JetBlue controls 36% of Fort Lauderdale capacity after Spirit's collapse, plans 150 daily flights and a lounge. The real test: stealing premium traffic from American Airlines' Miami hub 26 miles south.
JetBlue Airways already runs the busiest airline operation at Fort Lauderdale-Hollywood International Airport. Now it wants to make that dominance stick.
Spirit Airlines, the discounter that used to hold the No. 1 slot at the airport, collapsed on May 2. JetBlue moved within hours, laying out flights to fill the void. By June, JetBlue controlled 36% of Fort Lauderdale's capacity for 2026, up from 24% a year earlier, according to Cirium. The carrier now averages 106 scheduled flights a day, compared with 68 a year ago. From May to June alone it added 5% more capacity while larger rivals pulled back for the Florida offseason.
President Marty St. George called Fort Lauderdale a "star" for the airline. The plan calls for about 150 daily flights during peak winter months, St. George said, a number that would match JetBlue's hub at Boston Logan. The carrier also wants more international destinations from Fort Lauderdale and a heavier push into premium travel. JetBlue is scouting locations for its third airport lounge, after New York's Kennedy and Boston. He acknowledged the real estate challenge but said airport officials are equally motivated.
"It is unclear right now where we would put a lounge," St. George said. "Given the size of our operation and the number of premium customers going in and out of Fort Lauderdale, I think a lot of sense, we just have to find the right location."
The growth arrives at a moment when JetBlue is revamping its network and rolling out a domestic first-class cabin after two years without a profitable quarter. The carrier raised its full-year revenue forecast on June 1, citing strong demand. St. George said he feels "very, very bullish about how customers have responded."
The biggest competitive threat sits 26 miles south. Miami International Airport, an American Airlines hub, dwarfs Fort Lauderdale in both size and Latin America connectivity. American announced a record 100 destinations to the Caribbean, Mexico and Latin America from the U.S., with 77 of them leaving from Miami, including new flights to Maracaibo, Venezuela, and Cap‑Haïtien, Haiti.
JetBlue recently introduced Fort Lauderdale‑to‑Caracas service. American resumed flights to Venezuela in January after a multiyear hiatus. The two carriers are now racing for the same Latin America leisure and visiting‑friends‑and‑relatives traffic.
St. George said JetBlue is not trying to poach every Miami customer. "There's a good number of customers for whom Miami is the right airport, who will never leave Miami, and we're not planning on converting those customers." But he argued that as Fort Lauderdale broadens its route map, the airport's utility will rise.

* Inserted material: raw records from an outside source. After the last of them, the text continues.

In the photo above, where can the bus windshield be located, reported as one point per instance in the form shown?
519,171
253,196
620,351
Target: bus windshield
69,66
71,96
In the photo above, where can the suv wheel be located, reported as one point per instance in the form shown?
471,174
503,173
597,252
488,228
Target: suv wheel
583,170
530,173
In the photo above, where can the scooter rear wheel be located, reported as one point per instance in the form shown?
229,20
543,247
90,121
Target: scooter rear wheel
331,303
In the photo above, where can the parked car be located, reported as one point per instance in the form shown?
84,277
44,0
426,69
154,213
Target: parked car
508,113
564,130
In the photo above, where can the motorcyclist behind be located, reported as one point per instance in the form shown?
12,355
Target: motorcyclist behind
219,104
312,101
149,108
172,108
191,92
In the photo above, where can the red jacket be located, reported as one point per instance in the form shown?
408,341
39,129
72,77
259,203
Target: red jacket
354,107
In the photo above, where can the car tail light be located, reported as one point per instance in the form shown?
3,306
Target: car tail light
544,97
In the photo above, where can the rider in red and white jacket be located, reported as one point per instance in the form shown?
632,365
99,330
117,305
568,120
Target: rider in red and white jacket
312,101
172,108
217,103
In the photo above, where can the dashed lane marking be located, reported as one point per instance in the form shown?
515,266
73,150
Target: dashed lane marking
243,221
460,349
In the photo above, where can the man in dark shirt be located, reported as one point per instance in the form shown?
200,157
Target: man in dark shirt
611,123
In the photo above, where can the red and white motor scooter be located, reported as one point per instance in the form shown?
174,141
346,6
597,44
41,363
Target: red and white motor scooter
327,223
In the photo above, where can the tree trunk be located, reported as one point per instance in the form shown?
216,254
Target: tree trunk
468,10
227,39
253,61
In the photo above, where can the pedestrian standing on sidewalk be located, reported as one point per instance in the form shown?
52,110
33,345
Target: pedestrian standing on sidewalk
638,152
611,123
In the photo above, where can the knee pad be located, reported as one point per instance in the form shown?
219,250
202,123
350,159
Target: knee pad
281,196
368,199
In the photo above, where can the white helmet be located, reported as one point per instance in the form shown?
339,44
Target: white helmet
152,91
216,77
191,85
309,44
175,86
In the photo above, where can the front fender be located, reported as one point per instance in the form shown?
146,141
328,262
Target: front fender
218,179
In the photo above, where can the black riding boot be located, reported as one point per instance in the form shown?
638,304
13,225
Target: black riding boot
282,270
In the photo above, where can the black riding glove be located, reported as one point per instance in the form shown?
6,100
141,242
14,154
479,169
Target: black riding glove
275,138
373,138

The near‑term risk for JetBlue's plan revolves around gate availability. Some of the additional gates JetBlue wants are still tied up in Spirit's bankruptcy proceedings. The timing of their release will determine how fast JetBlue can ramp up its Fort Lauderdale schedule. Quick court approval would accelerate the trajectory. Delays could push some capacity additions into 2026 or later.
For competitors, the stakes are clear. JetBlue is building a Fort Lauderdale fortress while American fortifies Miami. The two airports draw from overlapping leisure pools and Latin America traffic. JetBlue's lounge and premium push could appeal to higher‑spending customers who prefer a less chaotic airport. American is not standing still. Its record Latin America schedule creates a deep moat on the Miami side.
JetBlue's AAL stock page carries an Alpha Score of 68 out of 100, a moderate rating in the current airline recovery cycle. Stock market analysis for the sector shows capacity shifts like this one are closely watched by investors.
The confirming data points for JetBlue's thesis will come from load factors on the new Fort Lauderdale routes, average fares, and the timing of a return to quarterly profit. The weakening signals would be a slow gate release, a price war with American on overlapping Latin America routes, or a sudden drop in leisure demand. St. George's revenue forecast already reflects the initial momentum from Spirit's exit. The next few quarters will show whether Fort Lauderdale can pull enough incremental traffic to justify the investment.